IoT as a source of valuable data
The uptake of IoT, estimated to be in the billions of connected devices, is predicted to double in the next 4 years. IoT and data are strongly linked together, and the data produced and consumed by IoT devices will grow at similar rates. Just deploying an army of IoT devices will only generate large amounts of data which are of little value to businesses if this data is not properly analysed. Analysis will extract meaningful statistics, patterns and trends that produce quality insights and allow business leaders to take data-driven decisions.
IoT and security
The strong push to release a product on the market as early as possible and fierce competition often leads IoT device manufacturers to favour features and a low price point over security. You most likely heard horror stories about hacked baby monitors, surveillance cameras of people being locked in or out of the building due to a hacked IoT device. Even when exploitable vulnerabilities are responsibly disclosed by ethical hackers, there is no regulation regarding device updates, resulting in most cheaper devices never being updated even when security vulnerabilities are public.

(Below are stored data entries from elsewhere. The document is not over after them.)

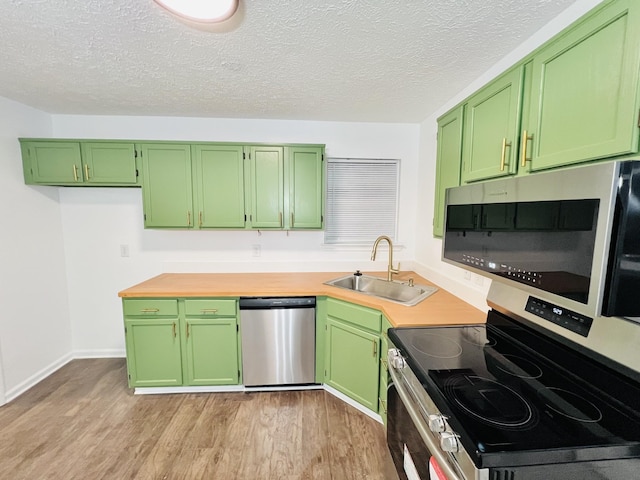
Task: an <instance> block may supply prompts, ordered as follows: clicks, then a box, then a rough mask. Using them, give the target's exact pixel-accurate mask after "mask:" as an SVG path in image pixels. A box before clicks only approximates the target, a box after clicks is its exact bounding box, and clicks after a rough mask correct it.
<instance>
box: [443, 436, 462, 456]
mask: <svg viewBox="0 0 640 480" xmlns="http://www.w3.org/2000/svg"><path fill="white" fill-rule="evenodd" d="M440 448H442V450H444V451H445V452H452V453H456V452H457V451H459V450H460V444H459V443H458V436H457V435H456V434H455V433H452V432H442V434H441V435H440Z"/></svg>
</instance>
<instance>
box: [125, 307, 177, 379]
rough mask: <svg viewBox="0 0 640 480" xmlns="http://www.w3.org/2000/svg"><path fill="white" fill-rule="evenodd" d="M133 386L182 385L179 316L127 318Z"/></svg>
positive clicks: (126, 336)
mask: <svg viewBox="0 0 640 480" xmlns="http://www.w3.org/2000/svg"><path fill="white" fill-rule="evenodd" d="M125 332H126V344H127V368H128V371H129V386H130V387H173V386H178V385H182V355H181V346H180V343H181V342H180V331H179V319H178V318H136V319H127V320H126V321H125Z"/></svg>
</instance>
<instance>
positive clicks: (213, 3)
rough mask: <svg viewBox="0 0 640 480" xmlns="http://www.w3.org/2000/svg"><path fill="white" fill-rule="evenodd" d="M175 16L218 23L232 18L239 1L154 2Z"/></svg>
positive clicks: (226, 0) (200, 20) (163, 1)
mask: <svg viewBox="0 0 640 480" xmlns="http://www.w3.org/2000/svg"><path fill="white" fill-rule="evenodd" d="M154 1H155V2H156V3H157V4H159V5H160V6H162V7H163V8H165V9H167V10H169V11H170V12H171V13H173V14H174V15H178V16H180V17H183V18H186V19H187V20H192V21H194V22H202V23H218V22H223V21H225V20H227V19H228V18H231V16H232V15H233V14H234V13H235V12H236V10H237V9H238V0H188V1H187V0H154Z"/></svg>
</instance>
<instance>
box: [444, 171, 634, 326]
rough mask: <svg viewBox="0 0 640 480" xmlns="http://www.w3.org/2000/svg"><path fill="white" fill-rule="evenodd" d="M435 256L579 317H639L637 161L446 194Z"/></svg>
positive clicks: (554, 171)
mask: <svg viewBox="0 0 640 480" xmlns="http://www.w3.org/2000/svg"><path fill="white" fill-rule="evenodd" d="M442 258H443V260H444V261H446V262H449V263H453V264H456V265H459V266H463V267H465V268H467V269H470V270H472V271H474V272H476V273H480V274H483V275H488V276H490V277H491V278H492V279H493V280H494V281H498V282H506V283H508V284H510V285H512V286H514V287H517V288H518V289H519V290H522V291H524V292H528V293H530V294H531V295H532V296H534V297H535V298H542V299H543V300H548V301H551V302H556V303H557V304H558V305H562V306H563V307H566V308H571V309H572V311H574V312H576V313H577V314H580V315H584V316H587V317H595V316H599V315H603V316H618V317H631V318H633V317H640V161H621V162H603V163H598V164H593V165H587V166H582V167H575V168H568V169H562V170H557V171H553V172H546V173H536V174H531V175H528V176H523V177H515V178H509V179H505V180H494V181H488V182H484V183H477V184H469V185H463V186H460V187H454V188H451V189H448V190H447V196H446V217H445V233H444V241H443V251H442ZM637 320H640V319H637Z"/></svg>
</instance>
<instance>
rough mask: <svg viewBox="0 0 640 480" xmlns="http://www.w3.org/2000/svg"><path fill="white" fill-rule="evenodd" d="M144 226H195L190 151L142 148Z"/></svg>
mask: <svg viewBox="0 0 640 480" xmlns="http://www.w3.org/2000/svg"><path fill="white" fill-rule="evenodd" d="M140 151H141V154H142V165H143V181H142V193H143V205H144V226H145V227H147V228H148V227H165V228H189V227H192V226H193V224H194V213H193V197H192V188H191V147H190V145H188V144H173V143H161V144H142V145H140Z"/></svg>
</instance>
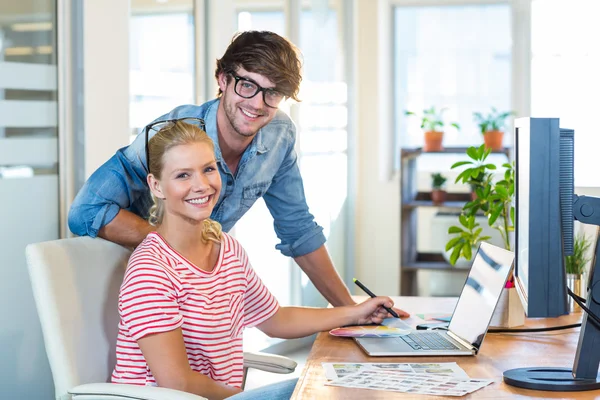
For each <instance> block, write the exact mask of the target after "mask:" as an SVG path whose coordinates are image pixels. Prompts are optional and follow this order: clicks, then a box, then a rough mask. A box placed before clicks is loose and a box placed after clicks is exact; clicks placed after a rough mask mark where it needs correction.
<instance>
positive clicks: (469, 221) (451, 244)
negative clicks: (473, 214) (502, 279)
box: [444, 212, 490, 266]
mask: <svg viewBox="0 0 600 400" xmlns="http://www.w3.org/2000/svg"><path fill="white" fill-rule="evenodd" d="M458 221H459V222H460V225H461V226H451V227H450V228H449V229H448V233H449V234H451V235H455V236H454V237H453V238H452V239H450V240H449V241H448V243H446V253H445V255H444V256H445V258H447V260H448V261H449V262H450V264H452V265H454V266H457V262H458V259H459V258H460V257H462V258H464V259H465V260H467V261H468V262H469V263H467V264H466V265H465V266H468V265H470V261H471V259H472V258H473V254H475V250H476V249H477V247H478V246H479V243H481V242H482V241H484V240H489V239H490V237H489V236H481V232H482V231H483V228H481V227H480V225H479V223H477V222H476V221H475V215H467V214H466V213H464V212H463V213H462V214H460V216H459V217H458Z"/></svg>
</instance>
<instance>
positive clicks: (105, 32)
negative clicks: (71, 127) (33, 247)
mask: <svg viewBox="0 0 600 400" xmlns="http://www.w3.org/2000/svg"><path fill="white" fill-rule="evenodd" d="M83 43H84V45H83V52H84V54H83V57H84V58H83V70H84V83H83V84H84V134H85V139H84V140H85V158H84V160H85V177H86V178H87V177H89V176H90V175H91V173H92V172H94V171H95V170H96V169H97V168H98V167H99V166H100V165H102V164H103V163H104V162H105V161H106V160H108V159H109V158H110V157H111V156H112V155H113V154H114V153H115V151H116V149H118V148H120V147H123V146H126V145H127V144H129V142H128V139H129V138H128V133H129V1H123V0H103V1H86V2H85V3H84V7H83ZM157 56H158V57H159V56H160V54H157Z"/></svg>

How can it impact my business?
With intelligent deployment of IoT devices, your business can benefit from a valuable source of data that is timely and accurate. When properly stored and analysed, insights from this data will allow you to run your business more effectively and reduce expenses.
Even when functioning safely, IoT devices generate an ever-growing amount of data, often personal data where the user is easily identifiable. As with all sensitive data, those managing IoT devices need to ensure that the data is held securely and used within the boundaries of laws like EU’s GDPR.